Inducing Long-Term Plasticity of Intrinsic Neuronal Excitability in Neurons of the Dorsal Lateral Geniculate Nucleus

Our research focuses on ion channels'role in functional plasticity on brain disorders. In particular, we study here whether neurons from the visual thalamus can undergo plasticity of intrinsic neuronal excitability. We have established for the first time that neurons from the lateral geniculate nucleus do express the plasticity of intrinsic neural excitability following monocular deprivation or following stimulation of regional inputs.

We provide a simple way to induce long-lasting plasticity of neuronal excitability in visual thalamic neurons of the rat in vitro. For this purpose, we use patch-clamp electrophysical recordings and pharmacological tools on ex vivo brain tissue. Our results raise the possibility of exploring the intrinsic plasticity of other subcortical visual nuclei of the brain.

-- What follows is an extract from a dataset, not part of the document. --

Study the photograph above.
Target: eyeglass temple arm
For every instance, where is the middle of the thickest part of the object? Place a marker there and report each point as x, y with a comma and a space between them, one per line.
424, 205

To begin, prepare the dissecting tools and two ice platforms. Put ice in the outer tank and fill the slicing chamber of the vibratome with an ice-cold cutting solution. Place the head of the euthanized rat on the first iced platform, and using small scissors, cut the scalp in a caudal direction, followed by the skull bilaterally.

With blunt forceps and spatula, open the skull, rapidly extract the brain from the skull, and place it on the second ice platform. Make an incision in the frontal plane to remove the anterior cortex and olfactory bulbs, followed by a second cut at the inferior colliculus level to remove the posterior cortex and cerebellum. Affix the brain block onto the vibratome's plate with the rostral side up.

Regularly water the brain during the procedure until it is fully submerged in the slicing chamber. Using the vibratome, cut 350 micrometer slices containing the dorsal lateral geniculate nucleus. Then, with a pencil, gently remove the cortex and hippocampus from the midbrain.

To begin, obtain the rat brain slice containing the dorsal lateral geniculate nucleus, or dLGN, and mount it to a submerged chamber on an upright microscope. Place the U-shaped platinum wire on the slice. Using differential interference contrast infrared video microscopy, identify a healthy neuron in the dLGN for patch-clamp recording.

Using the micro-manipulator, position the patch pipette on the selected neuron with constant positive pressure. Set the amplifier on VC mode and inject a 10 millivolts voltage step. Set the voltage to minus 65 millivolts.

Next, set the amplifier on CC mode, balance the bridge to compensate for access resistance, and hold the neuron at minus 65 millivolts. For data acquisition, set a control period of about 10 minutes with a positive pulse of current at a frequency of 0.1 hertz and monitor the neuronal excitability. Then, observe the input resistance of the neuron throughout with a brief negative pulse of current.

After the control period, elicit trains of 15 spikes evoked by 15 short steps of two to five milliseconds of depolarizing current, delivered at 40 hertz for 10 minutes. Choose the amplitude of the current pulse to elicit a single action potential each time. Finally, test neuronal excitability after the induction protocol.

The dLGN neurons were recorded in whole cell configuration, and LTP-IE was induced by action potential firing at 40 hertz for 10 minutes in the presence of ionotropic glutamate and GABA receptor antagonists. A threefold increase in the number of action potentials was observed 20 to 30 minutes after the induction of LTP-IE without any change in input resistance.